Eva Moser was a once-in-a-century talent in Austrian chess. Just a few months after she had discovered the game at the age of ten, she had already won the Austrian Youth National Championship. She repeated this seven times in the following years. In 1998, the young Carinthian was able to secure the Silver medal at the European Championship for girls under 16 in Mureck, Styria, gave her her first international presence. Her enthusiasm for chess knew no bounds and she plunged into the international tournament and open scene with great success.
In 2003, she was the first Austrian woman to be awarded the title of women's grandmaster, and in 2004 she was awarded the international men's championship. In the same year, she came second in the Austrian men's national championship, which had to be renamed the "general class", and moved up to 22nd place in the women's world rankings. Two years later, her renewed attempt to win the national championship title was crowned with success. Despite strong competition, she was the first woman in Austria to be crowned national champion in the general class at the 2006 national championship.

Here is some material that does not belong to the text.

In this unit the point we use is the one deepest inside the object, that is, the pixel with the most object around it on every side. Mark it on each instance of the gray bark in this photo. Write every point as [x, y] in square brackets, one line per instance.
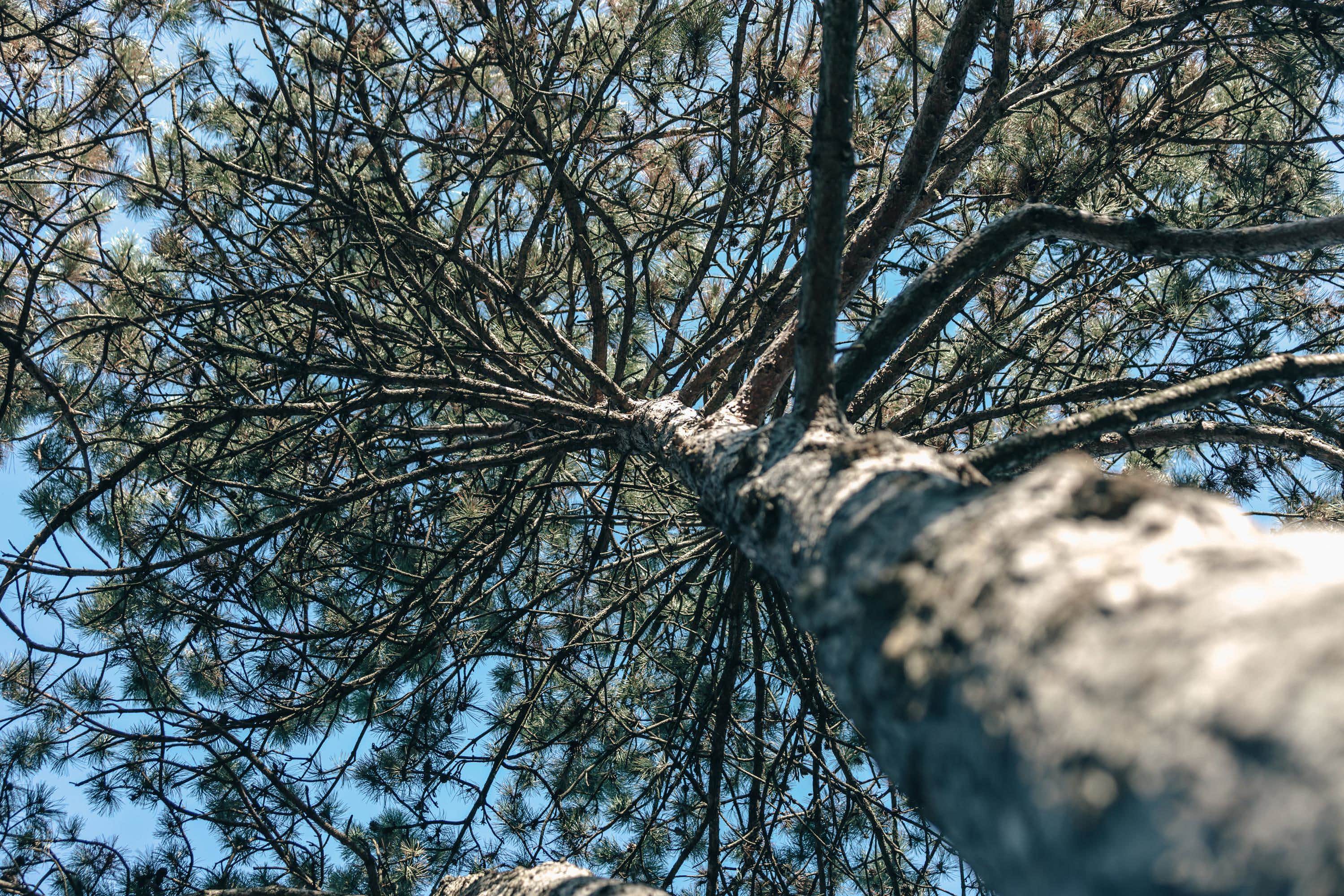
[550, 879]
[1092, 684]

At the European Women's Championship in Dresden in 2007, she qualified for the Women's World Knockout Championship, where she was narrowly eliminated in the first round by Lilit Mkrtchian in 2008. Of her numerous tournament successes, the one that stands out in particular is the one in the Augsburg Grandmaster Tournament in 2013/14, where she achieved her first "male" grandmaster norm and played an immortal game with five queens on the board.

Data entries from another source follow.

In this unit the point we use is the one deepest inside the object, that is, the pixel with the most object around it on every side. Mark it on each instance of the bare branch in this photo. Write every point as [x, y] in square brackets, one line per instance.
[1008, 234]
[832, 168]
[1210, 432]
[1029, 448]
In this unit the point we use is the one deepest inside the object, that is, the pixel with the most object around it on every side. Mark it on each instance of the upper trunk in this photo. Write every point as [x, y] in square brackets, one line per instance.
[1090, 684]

With all these successes, the way in which she achieved them was impressive. Despite her friendly, collegial nature, she was a "lioness" on the chessboard, who knew how to combine uncompromising, combative chess with excellent endgame knowledge; the number of her draws is very low. Studying opening theory was soon no longer enough for her; she began to go her own way early on and relied on her creativity. "Imagination instead of theory" was her motto.
In addition to her chess career, Eva Moser completed her studies in business administration and worked in the editorial department of the Austrian chess magazine "Schach Aktiv" until her untimely death.